If you are a pre-teenage school child, a parent or a late middle-aged man who really should know better, you will be intimately familiar with the game Fortnite.
Depending upon your view of video games, you will either love it or loathe it. For the uninitiated, Fortnite is not just any video game, it is an MMOG. That’s a Massively Multiplayer Online Game and in this case, when they say ‘Massively’, they mean it.
Estimates vary, but there is very strong evidence that at any one time, more than three million people are logged on and trying to virtually kill each other in the Fortnite world. It’s huge.
It’s also free. Free to download and free to play. It’s not just the game that’s free, either.

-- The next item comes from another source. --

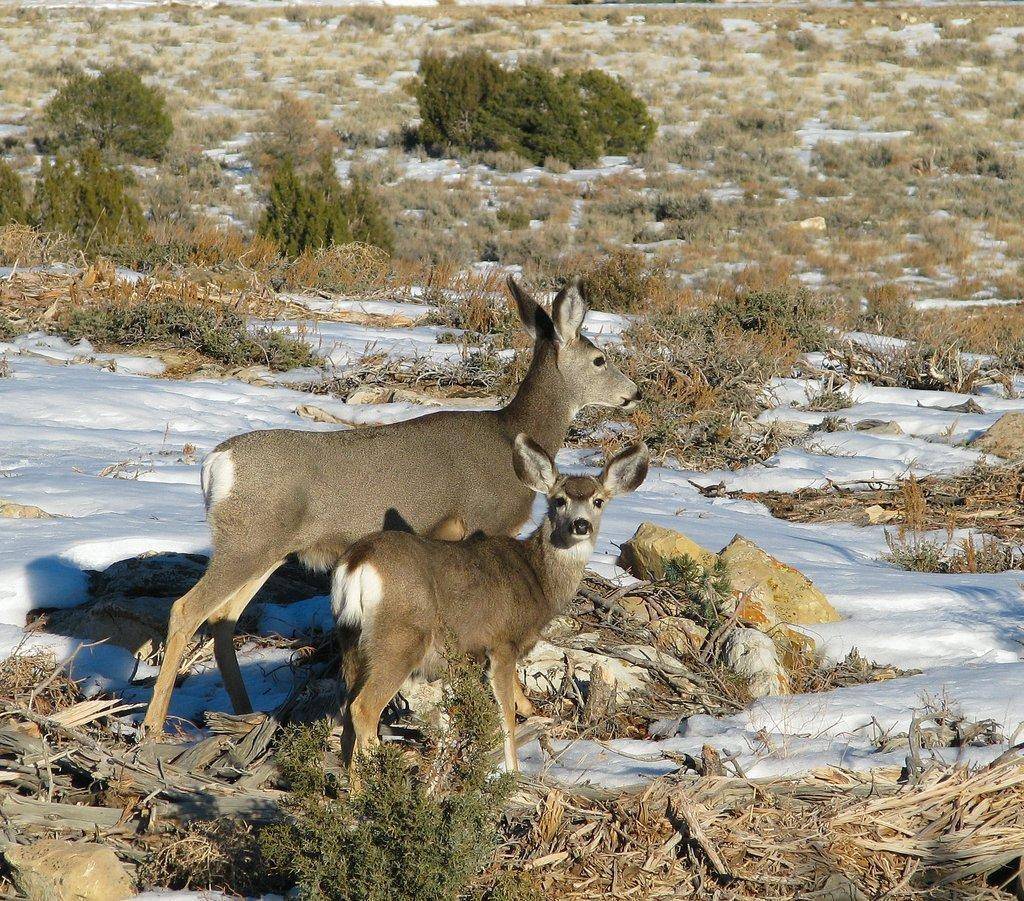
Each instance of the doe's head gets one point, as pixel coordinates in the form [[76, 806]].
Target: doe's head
[[589, 377], [576, 503]]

Its creator, Epic Software, makes the technology at the heart of the game – the ‘Unreal Engine’ – free to download too and if you want to make your own game, you can use the Unreal Engine for free. Yet despite giving away everything, Superdata Research reports that in February this year, Epic made sales of (wait for it)… US$128 million.
That’s in the shortest month of the year.
How on Earth do they do it? Well, the answer is obvious to anyone who has noticed the business model of the internet that has developed in the past 30 or so years and was possibly stolen from drug dealers.
If you make your service free and it’s a great service, a lot of people will use it and, crucially, come to rely on it. In other words, they’re hooked. ‘In-game’ purchases then become valuable to the players and when something is truly valuable, people are happy to pay for it.
Players want to individualise their characters, so they’ll buy ‘Vbucks’ (at an exchange rate of roughly 100 VBucks to the British pound), which can be exchanged for outfits, as well as a host of other advantages in the game, too. With three million players at any one time, you can see how the Vbucks start racking up so quickly and so high.
Unless, that is, if you work for the US Department of the Interior. If you work for the organisation that recently announced it was reviewing the policy of making Landsat data freely available, it appears that you can’t see this runway success at all.
The Landsat series of eight satellites – a ninth is planned for launch in 2020 – is a low-Earth-orbiting Rosetta Stone. The imagery they have provided over the past five decades can be used to interpret our planet’s construction, development and health. But just as the original tablet was utterly useless until it was dug out of the Egyptian sand, Landsat’s true value has only been realised by opening up its archive and getting people hooked on its use.
In 2008, the United States Geological Survey (USGS) started to provide images from the world’s largest, continuous archive of space-based earth observation, for free. Remarkably to absolutely no one at all, the use of this highly valuable (there’s that word again) resource, skyrocketed.
As of the latest figures I could find, there had been a staggering 75 million downloads by March this year. That means that the first step of the tried and tested method of making a success of something online was executed as clinically as a Fortnite player using a scope on a hunting rifle!
So why would the supplier start charging, in the face of overwhelming evidence about the merits of ‘free’? What the USGS should do instead is come up with some valuable ‘in-game’ purchases, while keeping the imagery free to access. That will replicate the runaway success of so many other products that have had the bravery to keep on going.